À LA COUR DU ROI PÉTAUDCes jours-ci, suite à la démission de quatre de ses députés, le Parti Québécois vit l’une de ses crises cycliques. Nous nous croirions à la cour du roi Pétaud, pour reprendre le mot de Lucien Bouchard dans sa diatribe récente contre Amir Khadir. La chef, Pauline Marois, étant contestée, chacun se convertit en gérant d’estrades et se croit en mesure de diriger le parti. C’est que, dans ce parti politique, sans commune mesure, le chef est davantage qu’un dirigeant. Il doit être un SAUVEUR. Puisque ce n’est pas le pouvoir qui importe, mais LA CAUSE, à savoir la souveraineté, le chef doit ceindre le diadème du saint ou du héros mythique dont les gestes et les paroles sont admirables, sublimes et transcendants. Avec le PQ, nous ne sommes pas loin du SACRÉ. Le chef est tenu comme un mythe vivant, et les chefs qui se sont succédés furent soumis à des travaux surhumains dignes d’Héraclès. Aussi, on entre au PQ comme on entrait jadis en religion. Les députés démissionnaires l’ont confirmé en s’élevant contre le parti qui, à leurs yeux, ne serait devenu qu’un simple parti politique aspirant au pouvoir reléguant aux oubliettes LA CAUSE.
Le PQ ne veut pas le pouvoir pour le pouvoir. Madame Marois aussi souhaite ardemment la souveraineté du Québec, mais celle-ci passe inexorablement, du moins en démocratie, par l’obtention du pouvoir. Tout se joue sur cette subtilité. Or, puisque, même dans l’opposition, le pouvoir corrompt - du moins, le goût du pouvoir -, la chef est corrompue. Même si les militants l’ont récemment plébiscité à hauteur de 93% et quelques poussières, Marois a perdu de vue LA CAUSE, de sorte qu’elle doit être impitoyablement déchue. Elle n’aurait plus, selon les purs, l’étoffe sacrée qui font du chef du PQ un SAUVEUR.
Deux axes commandent donc la vie au PQ, un axe profane et un axe sacré; le premier, horizontal, le second, vertical.

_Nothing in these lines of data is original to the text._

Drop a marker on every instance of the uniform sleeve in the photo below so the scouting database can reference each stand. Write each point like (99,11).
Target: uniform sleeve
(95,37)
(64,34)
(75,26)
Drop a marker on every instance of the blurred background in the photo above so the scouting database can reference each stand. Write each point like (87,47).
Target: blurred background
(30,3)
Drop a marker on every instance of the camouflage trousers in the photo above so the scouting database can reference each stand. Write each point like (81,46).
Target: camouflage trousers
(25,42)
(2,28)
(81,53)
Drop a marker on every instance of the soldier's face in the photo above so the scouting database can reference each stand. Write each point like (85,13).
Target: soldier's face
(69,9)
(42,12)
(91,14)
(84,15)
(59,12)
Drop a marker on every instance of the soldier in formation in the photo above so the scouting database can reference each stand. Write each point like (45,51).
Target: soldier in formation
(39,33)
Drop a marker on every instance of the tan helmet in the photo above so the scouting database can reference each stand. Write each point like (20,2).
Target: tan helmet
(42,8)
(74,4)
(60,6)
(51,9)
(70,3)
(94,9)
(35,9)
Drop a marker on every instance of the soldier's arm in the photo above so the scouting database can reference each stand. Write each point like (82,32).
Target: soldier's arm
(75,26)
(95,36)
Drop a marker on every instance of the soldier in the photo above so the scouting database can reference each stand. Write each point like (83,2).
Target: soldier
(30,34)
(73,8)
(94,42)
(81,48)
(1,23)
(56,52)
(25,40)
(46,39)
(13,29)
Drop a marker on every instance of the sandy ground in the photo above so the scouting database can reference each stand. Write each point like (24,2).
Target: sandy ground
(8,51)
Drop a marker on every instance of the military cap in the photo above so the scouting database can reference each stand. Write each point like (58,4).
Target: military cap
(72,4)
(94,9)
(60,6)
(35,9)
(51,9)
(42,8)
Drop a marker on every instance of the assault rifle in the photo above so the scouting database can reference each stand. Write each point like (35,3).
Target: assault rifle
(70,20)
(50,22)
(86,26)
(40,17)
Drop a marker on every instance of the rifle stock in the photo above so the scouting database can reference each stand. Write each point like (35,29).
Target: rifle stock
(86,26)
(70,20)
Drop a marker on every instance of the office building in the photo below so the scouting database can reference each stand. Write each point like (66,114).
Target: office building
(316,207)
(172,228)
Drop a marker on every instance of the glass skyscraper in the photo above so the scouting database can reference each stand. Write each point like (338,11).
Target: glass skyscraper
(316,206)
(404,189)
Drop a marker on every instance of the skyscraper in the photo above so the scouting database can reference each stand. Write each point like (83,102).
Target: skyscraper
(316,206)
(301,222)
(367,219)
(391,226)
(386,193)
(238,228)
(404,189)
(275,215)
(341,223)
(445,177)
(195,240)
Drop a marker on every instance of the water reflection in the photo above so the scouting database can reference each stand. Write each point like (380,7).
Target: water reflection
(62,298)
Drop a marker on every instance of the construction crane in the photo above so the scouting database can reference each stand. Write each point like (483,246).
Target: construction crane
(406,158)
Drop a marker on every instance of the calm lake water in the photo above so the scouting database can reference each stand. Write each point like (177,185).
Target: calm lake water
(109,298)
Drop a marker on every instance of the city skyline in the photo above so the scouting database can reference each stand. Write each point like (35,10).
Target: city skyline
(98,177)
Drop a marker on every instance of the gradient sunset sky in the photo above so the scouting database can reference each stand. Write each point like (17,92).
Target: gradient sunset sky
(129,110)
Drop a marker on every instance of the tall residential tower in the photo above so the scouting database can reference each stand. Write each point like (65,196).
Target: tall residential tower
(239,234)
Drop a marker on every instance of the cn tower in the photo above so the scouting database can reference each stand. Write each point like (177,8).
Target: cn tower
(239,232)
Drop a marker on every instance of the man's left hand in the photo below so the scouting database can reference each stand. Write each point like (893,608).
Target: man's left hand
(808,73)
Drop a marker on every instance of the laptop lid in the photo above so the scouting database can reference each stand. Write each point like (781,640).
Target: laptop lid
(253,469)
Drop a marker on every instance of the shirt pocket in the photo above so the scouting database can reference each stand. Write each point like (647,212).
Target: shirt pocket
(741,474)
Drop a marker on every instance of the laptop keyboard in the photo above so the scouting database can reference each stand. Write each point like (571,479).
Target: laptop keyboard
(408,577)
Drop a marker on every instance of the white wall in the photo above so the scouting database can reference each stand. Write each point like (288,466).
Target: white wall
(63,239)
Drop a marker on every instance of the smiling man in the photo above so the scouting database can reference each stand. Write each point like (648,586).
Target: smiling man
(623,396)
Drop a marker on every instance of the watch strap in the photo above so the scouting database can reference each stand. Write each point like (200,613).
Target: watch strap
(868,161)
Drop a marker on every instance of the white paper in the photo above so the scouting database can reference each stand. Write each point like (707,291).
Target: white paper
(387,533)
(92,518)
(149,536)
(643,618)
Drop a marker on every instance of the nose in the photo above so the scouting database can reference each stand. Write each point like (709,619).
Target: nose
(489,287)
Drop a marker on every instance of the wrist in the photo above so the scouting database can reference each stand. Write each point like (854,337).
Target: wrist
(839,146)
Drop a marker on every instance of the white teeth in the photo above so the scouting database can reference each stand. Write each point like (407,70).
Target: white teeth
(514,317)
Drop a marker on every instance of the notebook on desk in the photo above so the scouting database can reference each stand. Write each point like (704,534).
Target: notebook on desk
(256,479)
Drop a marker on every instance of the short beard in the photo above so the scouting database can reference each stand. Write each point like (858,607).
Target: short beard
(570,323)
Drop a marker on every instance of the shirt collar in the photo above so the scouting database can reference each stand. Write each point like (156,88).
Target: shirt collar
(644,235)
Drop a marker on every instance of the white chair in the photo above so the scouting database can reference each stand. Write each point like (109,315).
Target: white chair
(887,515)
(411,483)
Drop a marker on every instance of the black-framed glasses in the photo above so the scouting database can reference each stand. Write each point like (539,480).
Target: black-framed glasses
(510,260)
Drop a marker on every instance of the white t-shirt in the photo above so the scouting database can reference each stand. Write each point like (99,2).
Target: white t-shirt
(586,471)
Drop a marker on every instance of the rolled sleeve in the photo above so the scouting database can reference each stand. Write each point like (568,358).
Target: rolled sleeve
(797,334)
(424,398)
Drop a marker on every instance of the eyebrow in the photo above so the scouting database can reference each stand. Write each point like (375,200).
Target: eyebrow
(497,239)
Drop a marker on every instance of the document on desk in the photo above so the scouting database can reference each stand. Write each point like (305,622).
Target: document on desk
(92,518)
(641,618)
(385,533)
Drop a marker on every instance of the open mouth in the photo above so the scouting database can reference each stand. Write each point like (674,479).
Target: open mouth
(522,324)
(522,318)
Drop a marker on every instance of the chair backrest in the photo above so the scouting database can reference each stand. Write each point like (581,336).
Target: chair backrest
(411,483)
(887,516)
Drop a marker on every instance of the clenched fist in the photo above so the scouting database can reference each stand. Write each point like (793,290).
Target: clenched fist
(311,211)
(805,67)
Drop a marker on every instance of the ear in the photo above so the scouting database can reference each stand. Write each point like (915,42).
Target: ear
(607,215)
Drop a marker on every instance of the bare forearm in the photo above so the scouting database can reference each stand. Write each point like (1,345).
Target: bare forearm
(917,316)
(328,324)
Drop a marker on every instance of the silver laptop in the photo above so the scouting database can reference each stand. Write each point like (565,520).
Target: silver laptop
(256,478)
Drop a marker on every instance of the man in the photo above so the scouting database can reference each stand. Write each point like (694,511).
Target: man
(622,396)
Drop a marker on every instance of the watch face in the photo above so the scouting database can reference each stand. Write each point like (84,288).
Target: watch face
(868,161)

D’abord, l’axe profane horizontal est la vertu démocratique, c’est-à-dire la croyance inébranlable que la souveraineté doit se faire démocratiquement, comme René Lévesque l’a si souvent affirmé avec force. En somme, un bon péquiste doit d’abord être un admirable démocrate. Le radicalisme, voire l’autoritarisme de certains touchant LA CAUSE, est condamnable. Il va sans dire que le chef d’un tel parti doit être un modèle au plan de la vertu démocratique.

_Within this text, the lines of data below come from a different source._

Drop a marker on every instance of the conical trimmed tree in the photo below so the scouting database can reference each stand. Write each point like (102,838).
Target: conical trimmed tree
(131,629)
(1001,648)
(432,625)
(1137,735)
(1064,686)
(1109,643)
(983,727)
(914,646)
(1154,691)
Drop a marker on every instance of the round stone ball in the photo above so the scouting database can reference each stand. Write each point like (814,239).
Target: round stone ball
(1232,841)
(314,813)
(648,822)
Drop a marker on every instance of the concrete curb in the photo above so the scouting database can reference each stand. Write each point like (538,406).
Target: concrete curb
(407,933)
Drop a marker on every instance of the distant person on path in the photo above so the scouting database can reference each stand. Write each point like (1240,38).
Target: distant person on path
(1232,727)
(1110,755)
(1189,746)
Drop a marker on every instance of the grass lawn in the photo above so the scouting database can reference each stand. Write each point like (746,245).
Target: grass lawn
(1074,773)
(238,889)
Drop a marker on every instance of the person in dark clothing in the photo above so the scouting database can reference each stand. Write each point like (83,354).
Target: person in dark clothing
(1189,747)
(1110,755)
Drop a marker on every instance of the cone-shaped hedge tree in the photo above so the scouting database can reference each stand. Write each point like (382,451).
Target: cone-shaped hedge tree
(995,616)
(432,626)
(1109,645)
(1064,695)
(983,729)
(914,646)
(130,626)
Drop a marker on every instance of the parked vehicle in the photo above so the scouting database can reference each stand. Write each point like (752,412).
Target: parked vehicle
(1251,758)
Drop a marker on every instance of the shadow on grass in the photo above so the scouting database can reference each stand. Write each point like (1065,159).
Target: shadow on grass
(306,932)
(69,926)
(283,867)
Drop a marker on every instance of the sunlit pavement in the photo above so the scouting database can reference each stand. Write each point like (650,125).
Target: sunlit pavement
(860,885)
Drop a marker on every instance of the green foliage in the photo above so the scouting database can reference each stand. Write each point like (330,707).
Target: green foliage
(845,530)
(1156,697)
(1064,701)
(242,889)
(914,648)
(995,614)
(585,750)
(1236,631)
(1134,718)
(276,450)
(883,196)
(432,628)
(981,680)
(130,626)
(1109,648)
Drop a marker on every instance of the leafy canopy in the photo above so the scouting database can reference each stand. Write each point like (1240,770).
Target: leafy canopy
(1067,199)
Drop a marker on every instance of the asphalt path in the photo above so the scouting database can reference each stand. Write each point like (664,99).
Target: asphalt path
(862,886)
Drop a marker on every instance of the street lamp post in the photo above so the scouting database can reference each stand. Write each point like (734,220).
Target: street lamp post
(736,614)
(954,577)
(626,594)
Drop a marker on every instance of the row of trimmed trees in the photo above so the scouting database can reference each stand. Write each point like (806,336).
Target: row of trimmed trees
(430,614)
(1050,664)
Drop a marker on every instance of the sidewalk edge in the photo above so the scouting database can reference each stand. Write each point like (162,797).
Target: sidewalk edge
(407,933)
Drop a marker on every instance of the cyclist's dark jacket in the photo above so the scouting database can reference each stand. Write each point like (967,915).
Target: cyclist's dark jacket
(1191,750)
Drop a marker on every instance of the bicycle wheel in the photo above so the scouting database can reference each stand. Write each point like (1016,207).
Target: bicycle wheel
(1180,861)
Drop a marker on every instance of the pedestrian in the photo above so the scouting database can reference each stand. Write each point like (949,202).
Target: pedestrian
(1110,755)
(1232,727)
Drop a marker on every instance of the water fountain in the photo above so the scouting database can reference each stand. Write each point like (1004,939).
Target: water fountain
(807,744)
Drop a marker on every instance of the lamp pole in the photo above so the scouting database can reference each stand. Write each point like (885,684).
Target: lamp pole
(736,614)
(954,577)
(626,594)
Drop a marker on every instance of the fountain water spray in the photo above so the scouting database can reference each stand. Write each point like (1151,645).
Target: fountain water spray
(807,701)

Le PQ n’est évidemment rien sans son autre axe essentiel, vertical celui-là. C'est l’axe sacré qui l’anime, celui de LA CAUSE : la souveraineté. Nous pénétrons alors dans le sanctuaire du PQ. L’historien des religions Mircea Eliade (Le sacré et le profane) a proposé le terme de « hiérophanie » (du grec hieros, sacré, et phanein, se manifester) pour désigner l’irruption du sacré dans la vie de tous les jours. Les religions s’alimentent d’hiérophanies. Certains partis politiques aussi, dont le PQ. Pour le PQ, l’hiérophanie aura consisté dans l’élection du PQ le 15 novembre 1976. Moment inoubliable et transcendant, s’il en fut. Tous les péquistes espèrent et œuvrent ardemment à l’avènement d’un second 15 novembre béni où le peuple québécois accédera enfin à la souveraineté, c’est-à-dire au Royaume des cieux.
Mais l’accession au Royaume des cieux de la souveraineté ne peut se faire que par l’intermédiaire de l’autre axe horizontal, non moins sacré lui aussi, celui de la démocratie. L’axe profane, celle la démocratie, n’est qu’un véhicule certes, mais un véhicule indispensable et inévitable. Pas de souveraineté sans démocratie.
Les purs et durs de LA CAUSE paraissent parfois oubliés l’inéluctable axe horizontal du PQ, rivés comme ils sont à l’axe vertical du sacré. Un dilemme irrésoluble et insoluble semble donc marquer la destinée du PQ, cherchant à concilier l’inconciliable, telle une quadrature du cercle. D’où les crises cycliques, comme celle à laquelle nous assistons actuellement, qui chavirent le parti jadis fondé par son premier sauveur, René Lévesque, et qui font parfois de ce parti la cour du roi Pétaud.